PA’s Sharad Patel, a GDPR expert, comments on the four year anniversary of the General Data Protection Regulation (GDPR) and whether it is being outpaced by technological developments and their use of data.
The article looks at how data protection authorities (DPAs) broadly believe that the regulation’s underlying principles of lawfulness, fairness, and transparency make it “future-proof” to cover developments in artificial intelligence (AI), machine learning, cloud computing, and data.
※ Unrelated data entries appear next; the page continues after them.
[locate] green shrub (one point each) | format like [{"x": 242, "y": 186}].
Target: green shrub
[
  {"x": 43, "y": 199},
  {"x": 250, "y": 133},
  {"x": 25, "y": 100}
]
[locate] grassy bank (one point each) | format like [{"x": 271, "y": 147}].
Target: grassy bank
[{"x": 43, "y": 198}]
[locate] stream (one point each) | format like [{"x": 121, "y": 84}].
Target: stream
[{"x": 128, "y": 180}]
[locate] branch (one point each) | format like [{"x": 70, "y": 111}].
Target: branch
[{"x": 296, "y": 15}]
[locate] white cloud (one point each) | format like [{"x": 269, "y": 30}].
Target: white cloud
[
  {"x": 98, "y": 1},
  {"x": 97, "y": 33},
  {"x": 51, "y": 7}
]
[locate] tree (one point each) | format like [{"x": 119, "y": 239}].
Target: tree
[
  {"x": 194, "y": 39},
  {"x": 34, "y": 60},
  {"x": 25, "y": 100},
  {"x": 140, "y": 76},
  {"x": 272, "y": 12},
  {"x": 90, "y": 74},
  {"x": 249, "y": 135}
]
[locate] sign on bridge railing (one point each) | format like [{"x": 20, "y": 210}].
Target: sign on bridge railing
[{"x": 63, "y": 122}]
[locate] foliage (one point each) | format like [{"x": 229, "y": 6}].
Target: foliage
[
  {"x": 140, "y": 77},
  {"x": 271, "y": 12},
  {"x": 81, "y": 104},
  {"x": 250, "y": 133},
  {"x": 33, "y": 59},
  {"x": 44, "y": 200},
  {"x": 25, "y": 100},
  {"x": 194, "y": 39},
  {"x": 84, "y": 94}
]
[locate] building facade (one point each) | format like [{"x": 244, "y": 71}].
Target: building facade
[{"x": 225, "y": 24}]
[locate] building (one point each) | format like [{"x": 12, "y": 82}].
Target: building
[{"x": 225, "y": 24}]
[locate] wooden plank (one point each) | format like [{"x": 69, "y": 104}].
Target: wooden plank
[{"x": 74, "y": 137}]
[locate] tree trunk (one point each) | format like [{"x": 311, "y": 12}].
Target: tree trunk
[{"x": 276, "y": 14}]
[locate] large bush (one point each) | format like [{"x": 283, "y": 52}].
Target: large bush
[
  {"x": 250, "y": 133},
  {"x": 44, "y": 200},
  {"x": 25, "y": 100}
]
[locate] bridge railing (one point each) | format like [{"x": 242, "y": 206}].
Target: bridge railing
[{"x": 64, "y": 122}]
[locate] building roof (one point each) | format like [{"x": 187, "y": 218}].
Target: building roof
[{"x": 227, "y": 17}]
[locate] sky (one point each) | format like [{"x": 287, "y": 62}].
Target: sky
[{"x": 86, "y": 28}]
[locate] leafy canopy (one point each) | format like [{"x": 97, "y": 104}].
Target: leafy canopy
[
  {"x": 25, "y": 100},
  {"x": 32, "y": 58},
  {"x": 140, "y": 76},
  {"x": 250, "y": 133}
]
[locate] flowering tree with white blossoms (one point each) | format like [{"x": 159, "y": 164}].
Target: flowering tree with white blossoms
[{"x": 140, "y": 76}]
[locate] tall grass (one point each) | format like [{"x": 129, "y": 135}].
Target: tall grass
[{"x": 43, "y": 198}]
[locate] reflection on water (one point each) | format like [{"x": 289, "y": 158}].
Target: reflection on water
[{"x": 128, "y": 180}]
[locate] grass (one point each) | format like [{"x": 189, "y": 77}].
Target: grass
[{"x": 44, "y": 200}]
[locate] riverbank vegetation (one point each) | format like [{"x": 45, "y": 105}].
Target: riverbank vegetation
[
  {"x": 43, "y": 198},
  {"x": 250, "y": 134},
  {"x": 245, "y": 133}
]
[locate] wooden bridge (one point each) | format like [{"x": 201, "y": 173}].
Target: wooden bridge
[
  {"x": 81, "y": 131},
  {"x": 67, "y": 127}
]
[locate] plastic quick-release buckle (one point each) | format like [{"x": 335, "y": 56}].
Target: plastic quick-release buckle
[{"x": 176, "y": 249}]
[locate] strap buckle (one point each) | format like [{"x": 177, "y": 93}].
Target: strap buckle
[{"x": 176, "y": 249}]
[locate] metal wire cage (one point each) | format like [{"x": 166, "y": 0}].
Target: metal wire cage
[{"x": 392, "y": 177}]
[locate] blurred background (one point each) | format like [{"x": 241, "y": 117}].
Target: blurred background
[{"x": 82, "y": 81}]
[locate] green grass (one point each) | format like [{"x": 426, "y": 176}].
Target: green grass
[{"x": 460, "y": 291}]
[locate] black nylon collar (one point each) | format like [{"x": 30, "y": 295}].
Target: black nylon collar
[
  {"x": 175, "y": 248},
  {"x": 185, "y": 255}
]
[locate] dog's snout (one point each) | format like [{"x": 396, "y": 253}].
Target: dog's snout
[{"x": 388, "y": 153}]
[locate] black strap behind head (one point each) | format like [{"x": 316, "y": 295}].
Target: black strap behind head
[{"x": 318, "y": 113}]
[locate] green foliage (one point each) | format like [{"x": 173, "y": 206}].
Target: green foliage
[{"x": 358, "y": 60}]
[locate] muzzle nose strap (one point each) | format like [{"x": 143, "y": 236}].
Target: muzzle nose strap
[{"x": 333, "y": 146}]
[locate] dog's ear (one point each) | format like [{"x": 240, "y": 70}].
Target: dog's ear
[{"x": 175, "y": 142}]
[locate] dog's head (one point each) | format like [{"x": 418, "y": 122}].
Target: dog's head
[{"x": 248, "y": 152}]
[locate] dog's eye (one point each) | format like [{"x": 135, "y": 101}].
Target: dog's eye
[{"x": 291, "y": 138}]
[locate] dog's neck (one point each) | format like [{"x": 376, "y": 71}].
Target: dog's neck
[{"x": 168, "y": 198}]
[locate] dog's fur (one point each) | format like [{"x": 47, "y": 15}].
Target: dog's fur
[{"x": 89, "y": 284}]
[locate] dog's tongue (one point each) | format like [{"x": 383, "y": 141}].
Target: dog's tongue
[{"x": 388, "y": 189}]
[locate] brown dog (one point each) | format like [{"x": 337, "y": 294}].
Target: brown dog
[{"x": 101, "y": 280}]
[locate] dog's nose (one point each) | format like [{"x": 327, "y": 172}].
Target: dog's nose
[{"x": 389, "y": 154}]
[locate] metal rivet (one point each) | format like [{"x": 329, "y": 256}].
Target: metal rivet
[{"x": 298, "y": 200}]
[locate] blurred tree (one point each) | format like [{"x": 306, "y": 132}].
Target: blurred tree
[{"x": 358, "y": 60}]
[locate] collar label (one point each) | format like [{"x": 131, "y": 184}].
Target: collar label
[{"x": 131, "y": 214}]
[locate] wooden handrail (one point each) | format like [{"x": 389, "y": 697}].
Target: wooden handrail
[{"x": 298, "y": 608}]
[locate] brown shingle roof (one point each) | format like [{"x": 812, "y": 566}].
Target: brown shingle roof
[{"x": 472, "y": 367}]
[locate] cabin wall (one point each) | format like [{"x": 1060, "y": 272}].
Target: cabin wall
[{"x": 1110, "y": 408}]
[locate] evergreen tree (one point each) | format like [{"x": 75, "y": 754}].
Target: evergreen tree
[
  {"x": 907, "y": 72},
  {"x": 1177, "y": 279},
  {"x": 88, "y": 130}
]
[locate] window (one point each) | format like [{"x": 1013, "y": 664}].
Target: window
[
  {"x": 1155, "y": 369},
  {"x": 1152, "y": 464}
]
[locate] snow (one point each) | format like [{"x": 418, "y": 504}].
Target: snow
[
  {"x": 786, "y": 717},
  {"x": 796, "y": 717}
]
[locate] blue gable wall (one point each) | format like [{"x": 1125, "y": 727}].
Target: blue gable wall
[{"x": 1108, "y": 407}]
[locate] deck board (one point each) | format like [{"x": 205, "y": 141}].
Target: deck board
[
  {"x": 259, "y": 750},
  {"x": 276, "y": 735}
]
The article goes on to explore how DPAs are trying to resolve conflicts between the GDPR and tech development and use. Commenting on this Sharad says: “To avoid violating the GDPR when using technologies such as biometrics, AI, and machine learning, companies need to improve their awareness of regulatory enforcement trends by continuously horizon scanning, understanding what new regulations, guidance, and fines have been published by the regulators in the geographies they operate and process data in and understanding the impact on their own organisations.”
He adds: “Compliance departments need to be aware of the technologies being used across their organizations, as sometimes new AI technologies are deployed and implemented without their knowledge. It is also important to review privacy frameworks on a regular basis (once every six months) and expand them to include items such as data ethics and fair use of AI policies and guidance.”
Commenting further he says: “It is important all business units are made aware of privacy risks in using new technologies and provided specific guidance to avoid them before any new systems are deployed.”